Today is my lucky day. I came thiiiiiiiis close to somebody T-boning me on my way to work. I had just pulled out of my driveway and started driving to work past my neighbors’ and was just starting to look for something to listen to when




This car comes backing out (at great speed, mind you) with no regard whatsoever to me being RIGHT. THERE. Like RIGHT THERE. I was so busy swerving that I didn’t have time to react and find the horn.


Wait a minute.

You mean I came thiiiiiiiis close to getting my car totaled? My piece of shit car that I have come to despise and pray for it to die peacefully in its sleep (as opposed to violently on the side of the interstate)? And it would have happened in an accident that would’ve left me completely unharmed and been 100% somebody else’s fault? And I would’ve gotten an insurance check (cha-ching!) for someone to take the piece of shit* off my hands?


This is not my lucky day.


* Full disclosure: I realize that in the grand scheme of things this would not actually have solved any problems. a) My car is not entirely a piece of shit. It has, after all, loyally and unquestioningly given me 13 solid years, 177,000+ miles, and at least two epic cross-country road trips from AZ to TN & back. But it passed its prime long ago for sure. It has been overheating daily for at least three weeks. It is too small to hold the Toddler’s Dawdler’s carseat because the power seat, long ago broken, will not move forward enough to accommodate it. In fact it *barely* accommodates Baby’s carseat. And then there’s cosmetic issues, not the least of which is that its coat, once a lustrous jet black, is now speckled gray metal molting tiny threads of black paint that get stripped off daily thanks to 13 years in Arizona. Basically it looks like it walked off the set of Mad Max. In 1980.

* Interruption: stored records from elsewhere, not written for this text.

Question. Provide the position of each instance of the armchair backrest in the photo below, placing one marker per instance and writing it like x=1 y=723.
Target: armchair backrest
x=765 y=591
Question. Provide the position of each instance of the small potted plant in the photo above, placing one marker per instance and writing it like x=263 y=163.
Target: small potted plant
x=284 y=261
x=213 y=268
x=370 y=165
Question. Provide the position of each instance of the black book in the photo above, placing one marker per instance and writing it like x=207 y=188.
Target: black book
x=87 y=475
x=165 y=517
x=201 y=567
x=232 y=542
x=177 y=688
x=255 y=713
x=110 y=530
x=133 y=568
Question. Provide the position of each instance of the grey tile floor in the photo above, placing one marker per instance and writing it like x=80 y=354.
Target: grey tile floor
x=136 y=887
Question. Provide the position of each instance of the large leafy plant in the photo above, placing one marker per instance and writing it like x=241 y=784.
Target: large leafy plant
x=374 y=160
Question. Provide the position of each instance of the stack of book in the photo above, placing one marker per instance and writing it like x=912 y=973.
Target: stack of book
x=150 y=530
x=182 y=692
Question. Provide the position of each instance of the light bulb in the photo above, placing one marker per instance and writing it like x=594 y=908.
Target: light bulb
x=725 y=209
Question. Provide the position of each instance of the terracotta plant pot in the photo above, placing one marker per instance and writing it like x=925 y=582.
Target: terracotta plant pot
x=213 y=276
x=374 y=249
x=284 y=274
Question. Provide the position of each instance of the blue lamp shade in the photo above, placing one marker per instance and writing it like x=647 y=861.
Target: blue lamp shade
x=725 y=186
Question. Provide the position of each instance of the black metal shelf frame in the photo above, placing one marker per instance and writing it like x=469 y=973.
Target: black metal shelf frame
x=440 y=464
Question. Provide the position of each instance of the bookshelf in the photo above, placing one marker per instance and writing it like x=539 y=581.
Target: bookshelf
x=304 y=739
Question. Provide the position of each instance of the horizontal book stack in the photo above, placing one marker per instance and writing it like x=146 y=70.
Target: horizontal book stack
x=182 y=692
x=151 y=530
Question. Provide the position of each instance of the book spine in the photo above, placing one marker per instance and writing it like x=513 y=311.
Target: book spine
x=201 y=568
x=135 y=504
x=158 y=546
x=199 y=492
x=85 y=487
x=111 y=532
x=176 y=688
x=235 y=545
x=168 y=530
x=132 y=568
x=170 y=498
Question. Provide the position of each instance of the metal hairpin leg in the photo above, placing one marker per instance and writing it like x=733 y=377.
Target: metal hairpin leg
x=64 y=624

But also b) then I would have no car as we cannot afford a new one. Where new = new to me only. Especially because insurance writes you a check for the value of the car as it is today, not the price of a new (even new to me) car. Which in my case is about $1400, give or take. In other words, I could buy a sweet ass bike for that! Which would be delightful in 120 degrees. Between daycare for two children under the age of 3 and My Better Half™’s being chronically underemployed and woefully underpaid…there’s just no way.

So I’ll reluctantly call it a lucky day.

Unfiltered Thoughts: Halloween Costume edition

I like to say that I suck at coming up with Halloween costumes. And I do, but every once in awhile I have a good idea. It’s just that it comes at the wrong time. In this case, either 6 months too late or 6 months too soon, depending on how you look at it.

What is it? We take the top off the bike trailer, thus transforming it into a convertible. Whoever is the cyclist (me or My Better Half™) dresses like a horse, and the Toddler stands in it as a Roman Gladiator. Or, I suppose Katniss Everdeen, if you want a more contemporary analogy.

Probably unsafe. But you gotta admit, it’s a good one! Remind me of this in about 4 months, would you?